حَدَّثَنِى عُبَادَةُ بْنُ الصَّامِتِ عَنِ النَّبِىِّ – صلى الله عليه وسلم – قَالَ «مَنْ تَعَارَّ مِنَ اللَّيْلِ فَقَالَ لاَ إِلَهَ إِلاَّ اللَّهُ وَحْدَهُ لاَ شَرِيكَ لَهُ ، لَهُ الْمُلْكُ ، وَلَهُ الْحَمْدُ ، وَهُوَ عَلَى كُلِّ شَىْءٍ قَدِيرٌ . الْحَمْدُ لِلَّهِ ، وَسُبْحَانَ اللَّهِ ، وَلاَ إِلَهَ إِلاَّ اللَّهُ ، وَاللَّهُ أَكْبَرُ ، وَلاَ حَوْلَ وَلاَ قُوَّةَ إِلاَّ بِاللَّهِ . ثُمَّ قَالَ اللَّهُمَّ اغْفِرْ لِى . أَوْ دَعَا اسْتُجِيبَ ، فَإِنْ تَوَضَّأَ وَصَلَّى قُبِلَتْ صَلاَتُهُ » . (رواه البخري:١١٥٤)
Artinya: Telah menceritakan kepadaku ‘Ubadah bin ash-Shamit, dari Nabi Saw, beliau bersabda “Barangsiapa yang terbangun di malam hari, lalu mengucapkan: ‘Lā ilāha illallāh, wahdahu lā syarīka lah, lahul-mulku walahul-ḥamdu wa huwa ‘alā kulli shay’in qadīr. Alḥamdu lillāh, wa subḥānallāh, wa lā ilāha illallāh, wallāhu akbar, wa lā ḥawla wa lā quwwata illā billāh.’ kemudian ia berkata: ‘Ya Allah, ampunilah aku,’ atau ia berdoa, maka doanya akan dikabulkan. Jika ia berwudhu dan kemudian shalat, maka shalatnya akan diterima.” (H.R Al Bukhari:1154)
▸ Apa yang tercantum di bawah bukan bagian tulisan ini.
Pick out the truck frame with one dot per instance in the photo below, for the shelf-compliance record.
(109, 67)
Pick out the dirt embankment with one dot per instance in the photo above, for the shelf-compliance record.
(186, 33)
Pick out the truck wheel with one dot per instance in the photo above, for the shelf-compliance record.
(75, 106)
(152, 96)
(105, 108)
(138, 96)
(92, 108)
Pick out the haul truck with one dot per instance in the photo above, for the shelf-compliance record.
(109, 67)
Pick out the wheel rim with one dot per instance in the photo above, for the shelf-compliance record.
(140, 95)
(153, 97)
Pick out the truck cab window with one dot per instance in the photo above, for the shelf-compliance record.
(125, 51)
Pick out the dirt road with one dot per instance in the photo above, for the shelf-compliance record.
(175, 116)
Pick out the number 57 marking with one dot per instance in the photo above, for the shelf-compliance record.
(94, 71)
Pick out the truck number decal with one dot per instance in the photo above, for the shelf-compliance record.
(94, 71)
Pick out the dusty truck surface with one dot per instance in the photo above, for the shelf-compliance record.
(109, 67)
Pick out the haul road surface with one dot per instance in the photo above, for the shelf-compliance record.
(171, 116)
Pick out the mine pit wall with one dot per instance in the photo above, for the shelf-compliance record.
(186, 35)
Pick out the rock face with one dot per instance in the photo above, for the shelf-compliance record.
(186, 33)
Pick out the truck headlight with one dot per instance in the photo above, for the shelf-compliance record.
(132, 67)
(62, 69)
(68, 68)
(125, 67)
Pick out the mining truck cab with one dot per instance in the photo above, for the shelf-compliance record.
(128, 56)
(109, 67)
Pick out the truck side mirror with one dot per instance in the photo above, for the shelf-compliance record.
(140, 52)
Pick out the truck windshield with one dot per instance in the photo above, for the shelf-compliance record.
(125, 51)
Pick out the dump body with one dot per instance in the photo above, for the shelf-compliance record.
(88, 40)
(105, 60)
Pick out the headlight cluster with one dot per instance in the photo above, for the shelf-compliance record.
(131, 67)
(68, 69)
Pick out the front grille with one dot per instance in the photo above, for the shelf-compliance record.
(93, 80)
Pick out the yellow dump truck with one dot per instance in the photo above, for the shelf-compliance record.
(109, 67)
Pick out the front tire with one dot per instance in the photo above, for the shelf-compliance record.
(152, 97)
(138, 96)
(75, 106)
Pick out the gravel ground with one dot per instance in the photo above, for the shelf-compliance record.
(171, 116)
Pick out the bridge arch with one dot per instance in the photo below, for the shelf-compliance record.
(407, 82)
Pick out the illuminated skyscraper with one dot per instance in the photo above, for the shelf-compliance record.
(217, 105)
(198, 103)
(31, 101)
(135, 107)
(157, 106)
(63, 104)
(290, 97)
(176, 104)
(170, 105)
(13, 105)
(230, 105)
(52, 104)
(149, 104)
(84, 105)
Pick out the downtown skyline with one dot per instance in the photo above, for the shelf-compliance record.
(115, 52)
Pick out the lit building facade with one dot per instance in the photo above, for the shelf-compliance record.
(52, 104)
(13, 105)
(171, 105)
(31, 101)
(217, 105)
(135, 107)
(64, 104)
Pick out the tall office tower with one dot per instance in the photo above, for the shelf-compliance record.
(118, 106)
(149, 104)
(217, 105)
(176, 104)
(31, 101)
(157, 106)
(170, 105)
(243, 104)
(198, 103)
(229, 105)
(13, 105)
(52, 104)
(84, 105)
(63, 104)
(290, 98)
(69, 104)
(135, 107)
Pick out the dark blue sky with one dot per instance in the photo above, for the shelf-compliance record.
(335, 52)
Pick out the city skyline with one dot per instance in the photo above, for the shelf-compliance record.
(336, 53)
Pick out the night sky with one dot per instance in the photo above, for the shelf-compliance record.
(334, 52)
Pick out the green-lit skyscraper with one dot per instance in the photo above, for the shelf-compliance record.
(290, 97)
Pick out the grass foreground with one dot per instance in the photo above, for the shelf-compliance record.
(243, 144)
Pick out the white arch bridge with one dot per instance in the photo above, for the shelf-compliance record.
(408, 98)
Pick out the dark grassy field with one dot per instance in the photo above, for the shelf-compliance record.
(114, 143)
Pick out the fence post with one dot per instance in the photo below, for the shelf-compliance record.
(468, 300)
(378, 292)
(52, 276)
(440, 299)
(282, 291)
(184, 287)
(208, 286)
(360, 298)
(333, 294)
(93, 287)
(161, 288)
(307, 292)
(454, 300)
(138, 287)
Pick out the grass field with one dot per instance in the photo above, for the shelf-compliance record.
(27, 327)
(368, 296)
Hadis ini menjelaskan tentang keutamaan orang yang terbangun di malam hari lalu berdzikir kepada Allah dengan kalimat-kalimat tauhid dan pujian, seperti “Lā ilāha illallāh, wahdahu lā syarīka lah…” hingga “lā ḥawla wa lā quwwata illā billāh”. Rasulullah SAW menyampaikan bahwa siapa saja yang bangun malam lalu membaca dzikir ini dengan ikhlas, lalu memohon ampun atau berdoa, maka doanya akan dikabulkan. Bahkan jika ia berwudhu dan menunaikan shalat malam, maka shalatnya akan diterima. Ini menunjukkan betapa besar kemuliaan waktu malam sebagai momen istimewa untuk mendekat kepada Allah, dengan amalan yang ringan namun berdampak besar.